Other solutions of the state of the art, such as that disclosed in North American patent US 5808441 , refers to additional solutions for the control and protection of electric motors.

Patent US 5808441 refers to a micro-processing system to con- trol the motor, with the aim of monitoring and controlling the start-up and normal operation of a single-phase motor.

Said control is carried out by way of the phase difference measured between the mains voltage and the voltage between the main and auxiliary windings. More particularly, the invention described in the document US5808441 describes a motor control system for compressor or cooling apparatus.

A drawback of said North American art refers to the fact that said system is linked directly to the mains, which in many cases causes an inadequate working of the motor due to interferences or noise existing in the power line.

An additional drawback of the art presented in document US 5808441 refers to the use of additional sensors to measure a phase difference described below.

Based on the above, the present invention offers an innovative control and protection system for a single-phase induction motor compared to prior arts, capable of providing, efficiently, a start-up condition of the machine, as well as to evaluate a deceleration condition of the motor. Said characteristics are achieved by an arrangement not directly associated to the mains that is capable of avoiding potential noise interference from the mains, besides not using additional sensors. Objectives of the Invention

A first objective of the present invention is to propose a control and protection system for single-phase induction motor, capable of detecting a start-up condition of the motor based on the observation of the phase difference between the currents of the main and auxiliary windings, and also of detecting any deceleration of the machine based on the observation of the phase difference existing between the current that circulates through the main winding and the voltage on the switch of the start-up winding.

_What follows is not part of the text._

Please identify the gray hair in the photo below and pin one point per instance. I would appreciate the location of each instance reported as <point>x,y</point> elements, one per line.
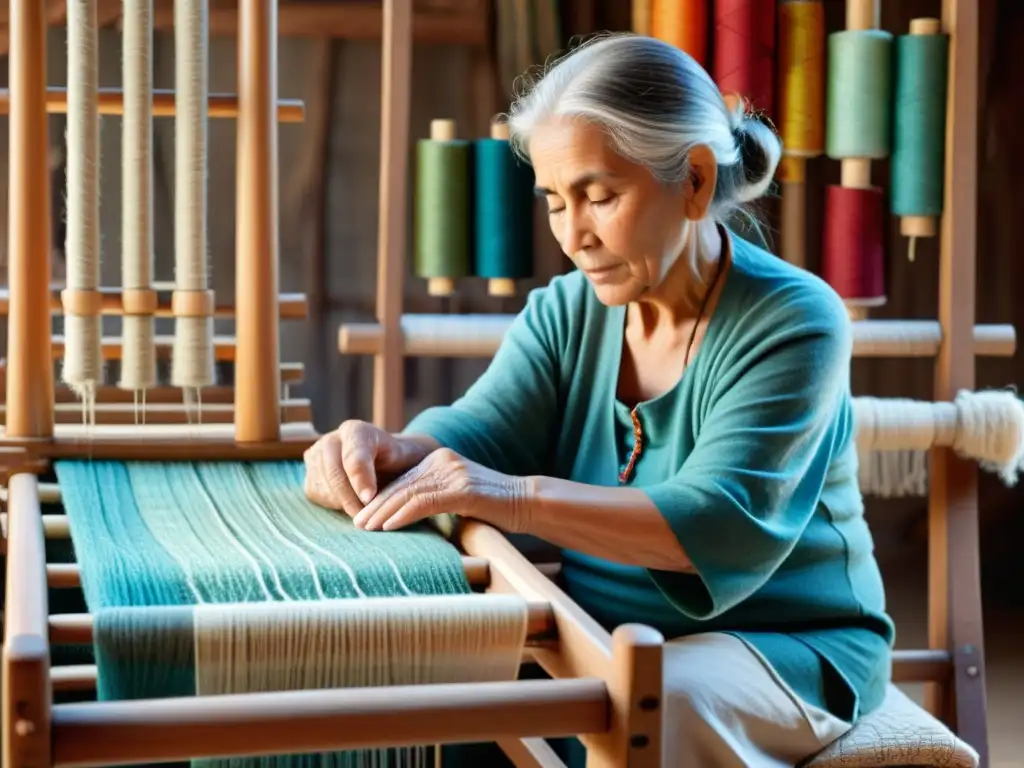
<point>655,102</point>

A second objective of the present invention is to propose a control and protection method for single-phase induction motor, capable of detecting the start-up and deceleration conditions of the machine. Brief Description of the Invention

The first objective of the present invention is achieved by providing a control and protection system for a single-phase induction motor comprising at least one electronic control circuit, at least one main switch and at least one auxiliary switch, the main switch being electrically associated to a main winding of the single-phase induction motor, the auxiliary switch being electrically associated to an auxiliary winding of the single-phase induction motor through an electrical connection point, the electronic control circuit being electrically associated to a trigger terminal of the auxiliary switch and to a trigger terminal of the main switch, the electronic control circuit being electrically associated to the electrical connection point, the control and protection system for a single-phase induction motor and the single-phase motor being electrically associable to an alternating voltage source, the electronic control circuit being capable of detecting a first movement condition of the single-phase motor based on an angle-phasor difference measured between the currents that circulate through the main and auxiliary windings, and capable of detecting a second movement condition of the single-phase motor based on an angle-phasor difference measured between the current that circulates through the main winding and the electrical voltage on the auxiliary switch.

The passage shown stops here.